Kentucky Derby 2015 - Twitter Analysis

Tweet

The Derby was run on Saturday 2nd May, and was contested by 18 3year old colts Tweets mentioning these runners were collected, as well as tweets mentioning “KYDerby” and “Kentucky Derby”. There were 131286 tweets collected, which is a huge number for an individual race, when I collected tweets on Day One of the Cheltenham Festival I collected ~100k tweets (for 4 races and 55 horses). The very popular hashtag #KYDerby and race name “Kentucky Derby” perhaps made collecting tweets easier than the Cheltenham Festival. Unfortunately the number of tweets caused the collection to end an hour earlier, and shortly after the race was completed.

Timeline

The plot below shows the timeline of tweets sent. About 40minutes befoore the race started (which went off late) was when twitter activity started to ramp up, with over 1000 tweets sent per minute in the 15minutes before the race. This activity is very different to the UK twitter crowd seen at the Festival, where pre race chatter is pretty constant, with huge peaks post race (see here).

There is no doubt that the Derby is a huge Sporting event, but what is perhaps concerning for racing is these twitter users are likely not involved or tweeting about racing on the other 365days of the year.

The interactive plot below is created using the dygraphs R package which is used to display time-series data.

Hashtags

As mentioned, KYDerby and Kentucky Derby were popular and predictable words to track on twitter, and they were mentioned in 93100 of the 131286 tweets collected

Sentiment

The sentiment of tweets can be gauged (see sentiment section) both before the race started and after the race. The plots below show the distributions, the average sentiment pre race was 0.353, while post race the average sentiment increased marginally to 0.61.

The plot that follows shows the sentiment over minute intervals. Sentiment is generally positive throughout the build up, there is jump in sentiment around 16:15, sentiment decreases just before the race started, possibly down to fans having to wait 2hours since the previous race, and the race to still go off late. However the post race sentiment takes a sharp rise, the same can be seen in the Cheltenham Festival twitter crowd, but

Runners

The two plots below show the proportion of tweets that mention each of the 18 Derby contenders in all tweets, sent before the race started on the left, and after the race was completed on the right. The eventual winner, American Pharoah was the most 5th tweeted about horse, mentioned in 7.42% of tweets. However, with the four horses ahead of him, I am a little sceptical that they are talking about the contenders.

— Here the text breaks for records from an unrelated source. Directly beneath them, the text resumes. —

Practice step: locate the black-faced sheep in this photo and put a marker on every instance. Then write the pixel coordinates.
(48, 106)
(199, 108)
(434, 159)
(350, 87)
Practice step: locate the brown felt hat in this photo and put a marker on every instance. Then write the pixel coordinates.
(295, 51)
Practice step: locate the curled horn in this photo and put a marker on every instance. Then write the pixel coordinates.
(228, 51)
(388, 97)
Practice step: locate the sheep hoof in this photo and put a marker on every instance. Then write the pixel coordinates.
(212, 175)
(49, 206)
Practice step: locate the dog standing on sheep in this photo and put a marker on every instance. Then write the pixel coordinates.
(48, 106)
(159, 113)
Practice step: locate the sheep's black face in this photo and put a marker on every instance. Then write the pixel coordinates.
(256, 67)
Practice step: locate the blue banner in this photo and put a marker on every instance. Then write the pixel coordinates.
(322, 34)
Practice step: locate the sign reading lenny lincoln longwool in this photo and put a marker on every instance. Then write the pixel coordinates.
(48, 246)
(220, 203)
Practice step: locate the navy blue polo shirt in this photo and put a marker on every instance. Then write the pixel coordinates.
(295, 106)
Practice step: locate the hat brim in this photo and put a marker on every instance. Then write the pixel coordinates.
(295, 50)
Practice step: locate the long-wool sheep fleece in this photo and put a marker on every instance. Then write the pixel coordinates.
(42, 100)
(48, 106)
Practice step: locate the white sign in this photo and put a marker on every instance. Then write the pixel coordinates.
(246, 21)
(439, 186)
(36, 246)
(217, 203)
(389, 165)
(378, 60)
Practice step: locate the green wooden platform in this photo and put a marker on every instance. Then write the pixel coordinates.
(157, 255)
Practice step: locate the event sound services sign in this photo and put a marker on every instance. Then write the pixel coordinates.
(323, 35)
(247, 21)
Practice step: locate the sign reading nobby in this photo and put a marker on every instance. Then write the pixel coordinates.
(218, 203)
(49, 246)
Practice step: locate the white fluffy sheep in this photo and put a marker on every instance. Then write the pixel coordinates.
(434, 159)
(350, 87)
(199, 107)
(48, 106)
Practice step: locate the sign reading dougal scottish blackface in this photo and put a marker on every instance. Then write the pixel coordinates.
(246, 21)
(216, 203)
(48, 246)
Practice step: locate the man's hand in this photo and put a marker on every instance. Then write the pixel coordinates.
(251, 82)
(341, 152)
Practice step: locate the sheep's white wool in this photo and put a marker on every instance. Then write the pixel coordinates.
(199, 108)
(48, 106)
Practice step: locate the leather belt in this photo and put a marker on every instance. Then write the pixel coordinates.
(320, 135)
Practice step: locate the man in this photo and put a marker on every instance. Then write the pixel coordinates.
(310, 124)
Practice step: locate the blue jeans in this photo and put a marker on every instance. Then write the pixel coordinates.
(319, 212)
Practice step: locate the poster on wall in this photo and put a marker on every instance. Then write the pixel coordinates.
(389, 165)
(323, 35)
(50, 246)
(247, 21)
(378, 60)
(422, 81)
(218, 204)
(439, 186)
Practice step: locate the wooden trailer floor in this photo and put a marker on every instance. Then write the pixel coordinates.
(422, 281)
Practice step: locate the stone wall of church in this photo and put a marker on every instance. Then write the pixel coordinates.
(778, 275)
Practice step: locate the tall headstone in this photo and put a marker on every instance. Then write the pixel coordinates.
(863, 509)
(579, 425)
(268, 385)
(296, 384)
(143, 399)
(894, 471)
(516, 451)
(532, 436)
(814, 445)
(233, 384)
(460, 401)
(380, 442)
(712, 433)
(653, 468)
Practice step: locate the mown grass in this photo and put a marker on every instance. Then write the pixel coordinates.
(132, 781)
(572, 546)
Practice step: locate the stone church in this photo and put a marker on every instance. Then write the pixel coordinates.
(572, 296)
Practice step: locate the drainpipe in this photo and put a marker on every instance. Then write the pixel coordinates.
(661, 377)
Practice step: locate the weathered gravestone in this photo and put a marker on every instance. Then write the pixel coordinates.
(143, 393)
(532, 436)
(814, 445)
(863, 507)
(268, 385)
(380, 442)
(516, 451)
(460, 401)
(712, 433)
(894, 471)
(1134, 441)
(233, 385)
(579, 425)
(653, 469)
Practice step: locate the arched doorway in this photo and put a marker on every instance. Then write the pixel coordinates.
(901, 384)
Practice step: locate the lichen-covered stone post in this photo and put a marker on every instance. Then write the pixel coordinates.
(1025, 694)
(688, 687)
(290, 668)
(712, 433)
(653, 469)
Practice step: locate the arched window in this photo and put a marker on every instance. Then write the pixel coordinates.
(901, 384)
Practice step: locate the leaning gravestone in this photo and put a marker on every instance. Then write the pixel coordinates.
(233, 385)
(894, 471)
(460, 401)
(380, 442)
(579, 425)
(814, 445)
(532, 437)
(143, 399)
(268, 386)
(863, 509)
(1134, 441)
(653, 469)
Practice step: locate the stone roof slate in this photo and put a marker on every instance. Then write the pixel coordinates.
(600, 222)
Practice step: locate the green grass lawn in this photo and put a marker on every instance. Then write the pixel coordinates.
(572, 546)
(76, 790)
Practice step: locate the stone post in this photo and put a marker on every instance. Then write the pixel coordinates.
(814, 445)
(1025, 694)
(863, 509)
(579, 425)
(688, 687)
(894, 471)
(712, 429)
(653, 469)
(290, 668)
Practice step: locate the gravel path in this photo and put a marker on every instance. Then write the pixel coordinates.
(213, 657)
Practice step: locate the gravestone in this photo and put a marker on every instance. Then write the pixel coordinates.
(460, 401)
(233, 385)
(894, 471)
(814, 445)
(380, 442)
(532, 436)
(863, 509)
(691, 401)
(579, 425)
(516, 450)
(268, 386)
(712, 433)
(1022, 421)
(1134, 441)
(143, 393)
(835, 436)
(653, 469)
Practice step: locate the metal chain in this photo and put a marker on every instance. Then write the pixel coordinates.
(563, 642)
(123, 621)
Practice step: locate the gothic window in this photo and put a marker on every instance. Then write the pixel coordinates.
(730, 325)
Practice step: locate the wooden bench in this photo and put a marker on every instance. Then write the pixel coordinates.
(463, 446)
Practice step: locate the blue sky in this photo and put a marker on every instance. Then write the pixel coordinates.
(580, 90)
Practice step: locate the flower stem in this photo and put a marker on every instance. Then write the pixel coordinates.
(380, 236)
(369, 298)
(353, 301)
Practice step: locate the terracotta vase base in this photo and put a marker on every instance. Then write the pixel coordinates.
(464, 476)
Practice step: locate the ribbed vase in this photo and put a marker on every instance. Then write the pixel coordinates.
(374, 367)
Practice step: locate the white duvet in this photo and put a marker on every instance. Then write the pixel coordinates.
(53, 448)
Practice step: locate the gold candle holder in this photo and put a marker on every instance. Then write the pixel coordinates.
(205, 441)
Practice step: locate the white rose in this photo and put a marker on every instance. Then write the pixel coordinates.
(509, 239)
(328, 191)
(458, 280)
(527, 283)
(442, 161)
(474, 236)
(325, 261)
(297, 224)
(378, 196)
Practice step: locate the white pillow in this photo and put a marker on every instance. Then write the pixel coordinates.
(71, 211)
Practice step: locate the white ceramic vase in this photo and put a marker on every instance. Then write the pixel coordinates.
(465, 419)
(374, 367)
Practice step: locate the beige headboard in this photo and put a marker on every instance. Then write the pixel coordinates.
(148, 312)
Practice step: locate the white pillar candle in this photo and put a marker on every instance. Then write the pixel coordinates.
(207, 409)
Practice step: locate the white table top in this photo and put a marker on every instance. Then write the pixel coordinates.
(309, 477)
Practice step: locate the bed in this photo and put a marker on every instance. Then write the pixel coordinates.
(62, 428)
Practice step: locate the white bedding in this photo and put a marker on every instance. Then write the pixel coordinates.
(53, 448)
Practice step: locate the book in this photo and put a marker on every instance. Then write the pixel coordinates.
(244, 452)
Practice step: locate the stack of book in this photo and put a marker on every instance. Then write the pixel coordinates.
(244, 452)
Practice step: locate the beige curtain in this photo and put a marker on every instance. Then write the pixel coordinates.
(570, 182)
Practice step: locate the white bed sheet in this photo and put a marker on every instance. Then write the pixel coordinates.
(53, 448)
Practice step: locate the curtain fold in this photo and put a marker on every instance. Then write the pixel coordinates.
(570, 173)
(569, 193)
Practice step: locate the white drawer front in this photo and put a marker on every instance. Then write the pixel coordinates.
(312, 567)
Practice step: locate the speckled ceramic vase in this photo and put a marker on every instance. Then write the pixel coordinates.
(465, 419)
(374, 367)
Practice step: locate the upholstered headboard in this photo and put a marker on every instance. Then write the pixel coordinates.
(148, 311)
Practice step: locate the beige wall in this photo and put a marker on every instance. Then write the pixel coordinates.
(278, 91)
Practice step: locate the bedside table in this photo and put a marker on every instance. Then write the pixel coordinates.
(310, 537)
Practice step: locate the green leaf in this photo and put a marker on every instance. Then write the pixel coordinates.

Post race, the focus was unsurprisingly on the winner, mentioned in 63.18% of tweets, with runner up Firing Line mentioned in 7.18%, and third horse mentioned in 23.74%.

The following two plots use a subset of tweets, tweets that specifically mention “Kentucky Derby” or use the #KYDerby hashtag. Unlike the two plots above, where Dortmund mentions may be talking about football, and Carpe Diem mentions might be about someone sat on a couch seizing the day, these tweets are much more likely about the runners. Although the names to casual sports fans will more than likely strike a chord.